Тамошние служащие — знакомые брата Владимира — подыскали мне сразу три места на выбор — какое приглянется. Я не сомневался, что поступлю работать на то строительство, где подвизалось столько бывших людей. И был спокоен за свою дальнейшую судьбу.

Но случилось одно чрезвычайное происшествие, в который раз в течение жизни перевернувшее мою судьбу.

В Круглом доме стоял грандиозных размеров шкаф из бывшего помещичьего имения, ореховый, с затейливой резьбой, но его полки оставались пустыми.

Каким образом его оттягал директор Опытной станции Шишков, не знаю, вряд ли Ридигер отдал его добровольно. Однажды к Круглому дому подъехали сани, поднялись на второй этаж несколько человек и этот шкаф поволокли.

Федор Иванович и я вышли посмотреть. Шкаф был непомерно тяжел, спускали его по лестнице с трудом, и мы оба бросились помогать, я ухватился за угол. Тут кто-то споткнулся, шкаф упустили, и он всей своей тяжестью придавил меня к ребру лестничной ступеньки. Шкаф подняли, поволокли вниз, а я не мог выпрямиться, точно здоровенный кол вонзился мне в спину ниже лопатки. Кое-как добрался до своей комнаты, лег, а вечером у меня поднялся сильный жар.

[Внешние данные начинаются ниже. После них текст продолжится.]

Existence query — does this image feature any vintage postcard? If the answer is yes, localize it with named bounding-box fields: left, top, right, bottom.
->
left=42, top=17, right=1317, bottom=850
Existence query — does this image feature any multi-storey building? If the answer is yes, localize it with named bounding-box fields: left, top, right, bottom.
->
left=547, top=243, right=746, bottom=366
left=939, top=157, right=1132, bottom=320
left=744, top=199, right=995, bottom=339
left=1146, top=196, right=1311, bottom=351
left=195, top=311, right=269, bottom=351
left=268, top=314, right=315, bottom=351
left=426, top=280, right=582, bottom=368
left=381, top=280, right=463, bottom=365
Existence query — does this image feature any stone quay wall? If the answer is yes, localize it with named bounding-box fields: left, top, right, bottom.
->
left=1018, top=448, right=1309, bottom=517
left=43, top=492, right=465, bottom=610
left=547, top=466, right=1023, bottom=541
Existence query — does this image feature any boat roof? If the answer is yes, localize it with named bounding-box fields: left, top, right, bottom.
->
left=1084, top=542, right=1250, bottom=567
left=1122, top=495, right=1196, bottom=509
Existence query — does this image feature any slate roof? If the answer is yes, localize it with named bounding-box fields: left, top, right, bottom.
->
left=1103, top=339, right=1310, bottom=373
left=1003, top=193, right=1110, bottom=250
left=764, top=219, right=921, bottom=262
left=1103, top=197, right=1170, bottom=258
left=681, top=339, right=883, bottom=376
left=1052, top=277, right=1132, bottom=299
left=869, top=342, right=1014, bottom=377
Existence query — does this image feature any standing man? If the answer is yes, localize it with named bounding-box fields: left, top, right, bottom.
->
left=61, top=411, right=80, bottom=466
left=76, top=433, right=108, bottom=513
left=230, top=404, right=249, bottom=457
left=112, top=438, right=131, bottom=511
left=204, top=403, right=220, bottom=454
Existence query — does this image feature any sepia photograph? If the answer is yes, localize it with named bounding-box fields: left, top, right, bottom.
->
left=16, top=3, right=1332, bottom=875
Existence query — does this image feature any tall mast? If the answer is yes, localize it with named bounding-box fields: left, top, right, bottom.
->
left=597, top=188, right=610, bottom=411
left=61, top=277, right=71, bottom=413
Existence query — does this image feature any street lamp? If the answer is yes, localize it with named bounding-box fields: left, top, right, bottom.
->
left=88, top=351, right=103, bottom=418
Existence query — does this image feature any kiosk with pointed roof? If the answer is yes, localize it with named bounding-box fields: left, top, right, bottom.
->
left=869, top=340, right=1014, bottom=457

На следующий день позвали фельдшера из ближайшего медпункта. Он был старый, из тех земских, опытных, каких теперь давно не осталось. Простукал, прослушал меня и сказал, что переломов ребер нет, ничего в легких не слышно, плеврит пройдёт и я выздоровела. Бюллетеня он не выписал. Ведь я же тогда с одной службы уволился, а на другую еще не поступил.

Дня через три температура у меня спала, и я, казалось бы, мог считать себя выздоровевшим, но тяжелый булыжник все сидел у меня в груди, дышалось с усилием, и каждая затяжка папиросы причиняла невыносимую боль. Пришлось бросить курить. С тех пор ни разу в жизни, даже во время войны, я не пытался закуривать.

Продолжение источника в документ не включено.